Jehdy has always taken a journalistic approach to her work. Her process is composed of shooting, printing, pasting, painting, scanning, painting and repeating until the primary mechanic image is lost. Sometimes, replacing the traditional canvas, there is a necessity to incorporate found objects to carry the picture. Through this process she examines and re-creates past and present. Using photography as an object to create art that exemplifies transfiguration. Past and present experiences take on a new physical form.
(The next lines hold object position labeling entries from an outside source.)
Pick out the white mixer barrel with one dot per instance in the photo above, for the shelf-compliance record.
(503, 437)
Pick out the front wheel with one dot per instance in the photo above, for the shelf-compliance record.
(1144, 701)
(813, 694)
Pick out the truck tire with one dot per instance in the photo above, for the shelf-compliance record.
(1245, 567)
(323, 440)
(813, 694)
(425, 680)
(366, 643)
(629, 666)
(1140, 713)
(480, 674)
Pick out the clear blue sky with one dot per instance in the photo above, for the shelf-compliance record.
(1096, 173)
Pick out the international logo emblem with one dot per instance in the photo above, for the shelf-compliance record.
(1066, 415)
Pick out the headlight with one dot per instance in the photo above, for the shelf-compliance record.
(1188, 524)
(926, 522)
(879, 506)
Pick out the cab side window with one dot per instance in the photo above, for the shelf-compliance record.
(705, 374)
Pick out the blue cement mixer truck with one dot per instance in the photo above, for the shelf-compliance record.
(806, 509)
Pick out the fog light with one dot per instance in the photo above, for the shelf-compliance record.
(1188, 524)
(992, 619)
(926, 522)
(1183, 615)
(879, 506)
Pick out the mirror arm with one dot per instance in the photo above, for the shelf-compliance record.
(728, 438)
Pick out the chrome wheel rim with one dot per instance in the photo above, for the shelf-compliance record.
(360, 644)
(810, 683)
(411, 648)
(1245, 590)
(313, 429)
Jehdy recently completed two 5 month residency at Mana Contemporary Art center provided through Martin and Lorraine Kaminsky studio program. She has participated in many group shows including: ESKFF 2x2 Exhibition at Mana Contemporary, ESKFF Paddel 8 auction exhibited at Mana Contemporary, exhibition at Made In America’s Artist and Culture Village in Philadelphia, The All Female Last Brucennial’s exhibited through Bruce High Quality and Vito Schnabel in New York City, Brooklyn Museum’s Go Open Studios, and Sound of Art Group show at Heath Gallery in Harlem, Group show at Trestle Art Gallery, Performance Art pieces at MOMA PS1 and curated art fundraising art auction called The Hood art Auction for group of orphaned children that she has worked for in the Domibican Republic.
Growing up I was exposed to a lot of things that most people would call socially unacceptable or taboo. One of those things was the practicing of Santeria. Santeria is a Syncretic religion of West Africa and the Caribbean. It’s origin influenced by Roman Catholic Christianity. Aspects of this origin are mixed with rituals that vary greatly. Most people associate it with black magic or witchcraft.
I have vivid memories of my grandmother walking on fire and broken glass. She would perform spiritual rituals to bring people back spirits from the dead. I remember being young and wanting to eat the candy that my grandmother would leave out for the “saints” as offerings and I would get in trouble if I attempted to eat them from her altars. The memories I have from this time in my life are very animated and distinct. They are striking, colorful, vibrant images that I find beautiful to paint.
In my body of work I pulled from my memories utilizing a combination old photographs from my childhood as well as new ones I take reenacting certain scenarios from past ceremonies. As I am creating the work, I am thinking about my cultural and African diaspora and how my grandmother would of never started this practice if it wasn’t for my ancestors. I found all of her spells and altars disturbing, but also beautiful as a child. I couldn’t but help to find it strangely romantic that she would do anything in the world to bring love to her 11 children. With the constant love spell or candle ceremonies followed by Pallo parties—in hopes to reach some sort of spiritual belief that by doing so she would reach some sort of subconscious truth.
I have been documenting memories into finite objects of self-reflection and identity, making a stamp or map on the moment occurred in a journalistic approach of attempting to record. This ethnographical recording can be seen in my Santeria Love Spell Instillation. Growing up in Dominican Republic and in New York I experienced the African diaspora as young American girl. Trying to understand why my aunt would light a cross on the floor with Florida Water on a New York City apartment in the Bronx and walk over it in hopes of “cleansing” the apt of bad spirits and to open her self up to new found love. I document these events from my past as a technique of self-representation that is not of stable form, but in constant fluctuation. My past and present experiences are transformed from ephemeral memory into a finite physical form through art. I create autobiographical work as a form of transformation, while at the same time using my art as an opportunity to cathartically purge my lived experiences. By transforming photographs into objects and collaging them onto other objects I re-examine the past. Through art I romanticize the often disturbing and uncomfortable parts of the human existence and realities of my life. By utilizing art as a means of consciousness in my own surrounding, I can mentally, emotionally, and physically record the changes that occurred.